J.C. Mutchler, Ph.D. is an associate research historian and associate research professor with the Southwest Center. His Ph.D. and M.A. in American Studies are from Yale and he holds graduate and undergraduate degrees from the University of New Mexico. In addition to being in the inaugural class of both the Flinn Foundation’s Civic Leadership Academy and the UA’s Academic Leadership Academy, J.C. sits on the UA President’s Cabinet and Faculty Senate Executive Committee, chairs the UA’s Strategic Planning and Budget Advisory Committee, and is secretary of the UA Faculty. J.C.’s research focuses on ranching history, land use and cowboy culture and he has lectured in venues ranging from the Smithsonian Museum to the Autry Center for the West. He and his wife, Lissa Howe, make award-winning goat cheese on their ranch on the U.S.-Mexico border.
Thomas Sheridan, Ph.D. is research anthropologist at the Southwest Center and professor in the department of anthropology. He has conducted ethnographic and ethnohistoric research in the Southwest and in northern Mexico since 1971. He was director of the Office of Ethnohistorical Research at the Arizona State Museum from 1997 to 2003. Tom has published 12 books and numerous articles, including a revised edition of Arizona: A History (UA Press, 2012). His current projects include: Moquis and Kastiilam: The Hopi History Project, which combines Spanish colonial written accounts of the "Moquis," as the Hopis were called, with Hopi oral traditions about the Kastiilam, the Hopi word for Spaniards. He is also co-editing a volume entitled Stitching the West Back Together: Collaborative Conservation and Working Landscapes in the American West. Tom has been deeply involved in Pima County's visionary Sonoran Desert Conservation Plan, serving as Chair of the Ranch Conservation Task Force, the Canoa Ranch Advisory Committee and the Conservation Acquisition Commission. He is a member of the Board of the Altar Valley Conservation Alliance as well.
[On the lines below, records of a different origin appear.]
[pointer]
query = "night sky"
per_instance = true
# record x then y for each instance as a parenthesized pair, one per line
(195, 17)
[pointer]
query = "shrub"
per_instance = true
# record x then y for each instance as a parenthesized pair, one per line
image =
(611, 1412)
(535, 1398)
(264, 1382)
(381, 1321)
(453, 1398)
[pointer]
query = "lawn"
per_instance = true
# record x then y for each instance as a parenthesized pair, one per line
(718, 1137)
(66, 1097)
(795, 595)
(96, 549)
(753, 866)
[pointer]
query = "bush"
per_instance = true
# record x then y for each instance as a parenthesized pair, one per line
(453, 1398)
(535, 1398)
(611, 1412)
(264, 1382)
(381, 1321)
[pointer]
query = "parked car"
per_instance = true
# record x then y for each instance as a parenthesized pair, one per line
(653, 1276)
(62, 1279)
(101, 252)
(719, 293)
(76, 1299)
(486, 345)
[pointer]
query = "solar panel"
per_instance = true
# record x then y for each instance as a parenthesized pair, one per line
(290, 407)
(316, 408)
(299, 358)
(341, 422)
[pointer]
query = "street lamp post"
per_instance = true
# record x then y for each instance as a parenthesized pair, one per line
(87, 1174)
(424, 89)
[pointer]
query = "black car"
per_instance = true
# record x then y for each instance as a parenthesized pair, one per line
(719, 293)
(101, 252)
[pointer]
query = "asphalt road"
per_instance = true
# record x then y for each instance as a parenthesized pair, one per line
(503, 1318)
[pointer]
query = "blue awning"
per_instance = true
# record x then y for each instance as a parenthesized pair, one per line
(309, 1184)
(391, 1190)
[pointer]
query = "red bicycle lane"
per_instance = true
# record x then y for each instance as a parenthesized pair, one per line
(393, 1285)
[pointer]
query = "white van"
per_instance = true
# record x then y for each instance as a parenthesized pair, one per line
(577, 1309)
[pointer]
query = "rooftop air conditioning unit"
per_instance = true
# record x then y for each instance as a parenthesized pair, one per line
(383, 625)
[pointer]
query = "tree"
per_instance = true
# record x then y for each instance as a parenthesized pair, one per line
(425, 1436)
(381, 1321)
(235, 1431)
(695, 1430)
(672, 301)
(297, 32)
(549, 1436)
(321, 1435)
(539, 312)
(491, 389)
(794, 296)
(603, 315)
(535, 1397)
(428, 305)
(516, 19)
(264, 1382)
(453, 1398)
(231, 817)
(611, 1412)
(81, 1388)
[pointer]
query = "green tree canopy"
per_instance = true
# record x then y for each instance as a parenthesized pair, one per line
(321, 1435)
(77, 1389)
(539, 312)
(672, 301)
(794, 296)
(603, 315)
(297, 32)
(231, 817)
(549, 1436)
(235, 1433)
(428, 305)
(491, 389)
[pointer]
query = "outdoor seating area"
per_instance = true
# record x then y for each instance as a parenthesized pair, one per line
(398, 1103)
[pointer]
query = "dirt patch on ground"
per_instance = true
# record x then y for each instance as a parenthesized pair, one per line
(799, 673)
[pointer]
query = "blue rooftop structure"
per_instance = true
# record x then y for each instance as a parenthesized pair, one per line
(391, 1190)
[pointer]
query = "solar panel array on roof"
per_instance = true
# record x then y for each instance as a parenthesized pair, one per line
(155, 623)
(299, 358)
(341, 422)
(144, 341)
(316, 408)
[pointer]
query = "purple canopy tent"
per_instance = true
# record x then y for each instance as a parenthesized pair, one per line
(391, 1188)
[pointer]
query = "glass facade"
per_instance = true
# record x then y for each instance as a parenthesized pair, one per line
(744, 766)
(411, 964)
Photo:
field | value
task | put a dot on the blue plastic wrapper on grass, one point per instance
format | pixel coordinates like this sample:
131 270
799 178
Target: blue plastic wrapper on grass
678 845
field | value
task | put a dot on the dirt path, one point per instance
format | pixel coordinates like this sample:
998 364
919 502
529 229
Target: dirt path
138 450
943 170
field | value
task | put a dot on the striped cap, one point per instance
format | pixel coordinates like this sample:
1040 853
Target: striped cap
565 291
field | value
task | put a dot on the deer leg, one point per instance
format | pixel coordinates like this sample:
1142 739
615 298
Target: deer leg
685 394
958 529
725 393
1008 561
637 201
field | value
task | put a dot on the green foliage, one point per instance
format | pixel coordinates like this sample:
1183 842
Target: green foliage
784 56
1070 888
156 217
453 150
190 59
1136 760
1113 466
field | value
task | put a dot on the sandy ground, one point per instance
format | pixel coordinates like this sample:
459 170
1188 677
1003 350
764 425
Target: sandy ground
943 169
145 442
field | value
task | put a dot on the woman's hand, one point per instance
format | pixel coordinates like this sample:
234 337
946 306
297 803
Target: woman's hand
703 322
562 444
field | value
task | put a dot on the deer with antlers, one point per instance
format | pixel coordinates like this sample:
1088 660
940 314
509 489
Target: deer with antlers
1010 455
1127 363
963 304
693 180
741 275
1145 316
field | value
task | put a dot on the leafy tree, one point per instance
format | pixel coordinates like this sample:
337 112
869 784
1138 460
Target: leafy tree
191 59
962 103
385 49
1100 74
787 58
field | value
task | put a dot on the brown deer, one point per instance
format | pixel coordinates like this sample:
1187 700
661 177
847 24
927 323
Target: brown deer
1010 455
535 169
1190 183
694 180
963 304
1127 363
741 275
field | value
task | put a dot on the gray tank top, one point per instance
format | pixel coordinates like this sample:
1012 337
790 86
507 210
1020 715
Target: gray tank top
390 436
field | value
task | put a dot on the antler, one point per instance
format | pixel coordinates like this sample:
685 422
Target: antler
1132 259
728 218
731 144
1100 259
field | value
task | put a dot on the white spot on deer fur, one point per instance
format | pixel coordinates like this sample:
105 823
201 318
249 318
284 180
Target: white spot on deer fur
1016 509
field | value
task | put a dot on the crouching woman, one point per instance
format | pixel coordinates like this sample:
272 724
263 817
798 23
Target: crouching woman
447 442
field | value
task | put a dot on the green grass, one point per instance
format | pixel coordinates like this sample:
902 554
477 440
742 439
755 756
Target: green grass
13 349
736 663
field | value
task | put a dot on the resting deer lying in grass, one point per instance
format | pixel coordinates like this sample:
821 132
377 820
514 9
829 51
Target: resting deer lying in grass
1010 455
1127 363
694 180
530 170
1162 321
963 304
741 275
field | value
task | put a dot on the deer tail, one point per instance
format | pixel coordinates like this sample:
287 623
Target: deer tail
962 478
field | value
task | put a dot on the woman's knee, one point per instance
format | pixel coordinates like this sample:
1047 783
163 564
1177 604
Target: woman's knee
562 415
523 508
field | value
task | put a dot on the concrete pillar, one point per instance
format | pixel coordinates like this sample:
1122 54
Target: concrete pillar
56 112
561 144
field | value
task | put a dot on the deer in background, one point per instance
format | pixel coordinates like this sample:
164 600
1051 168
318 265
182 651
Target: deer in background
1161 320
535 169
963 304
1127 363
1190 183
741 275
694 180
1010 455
Linda R. Waugh, Ph.D. is a professor in the departments of French & Italian, and English, and an affiliate of Anthropology, Linguistics, and Language, Reading and Culture. She chaired the Graduate Interdisciplinary Doctoral Program in Second Language Acquisition and Teaching (SLAT) from 2002 to 2010 and is a founder and co-director of the federally-funded Language Resource Center, Center for Educational Resources in Culture, Language and Literacy (CERCLL). She was the winner of the Excellence in International Education Award in 2008, and in December 2010, she was the featured faculty member at the Board of Regent’s UA meeting. Her Ph.D. is in linguistics from Indiana University and she taught at Cornell University from 1971 to 2000. Lin is a French linguist, a general linguist, a discourse analyst, and a semiotician. In addition to more than 60 articles and chapters, she has authored, co-authored, and co-edited 12 books and monographs.
Stacie G. Widdifield, Ph.D. teaches modern and colonial Mexican art and holds her doctorate in art history from UCLA. Her previous research projects have focused on history, gender, nationalism and institutions in 19th and early 20th century Mexico. She co-edited a volume of essays titled Buen Gusto and Classicism in Late 18th and 19th Century Latin American Art to which she has also contributed an article. She recently published “Art and Modernity in Porfirian Mexico: Julia Escalante's Graziella and the Lechero” in Bulletin of Latin American Research and “Under Lock and Key: The Making of Josefa Ortiz de Domínguez in 19th Century Mexico” in: Miradas Disidentes: Géneros y Sexos en la historia del arte. Previous publications include the edited volume La Amplitud del Modernismo y la Modernidad, her monograph The Embodiment of the National in Late 19th Century Mexican Painting, as well as multiple articles on 19th century Mexican art.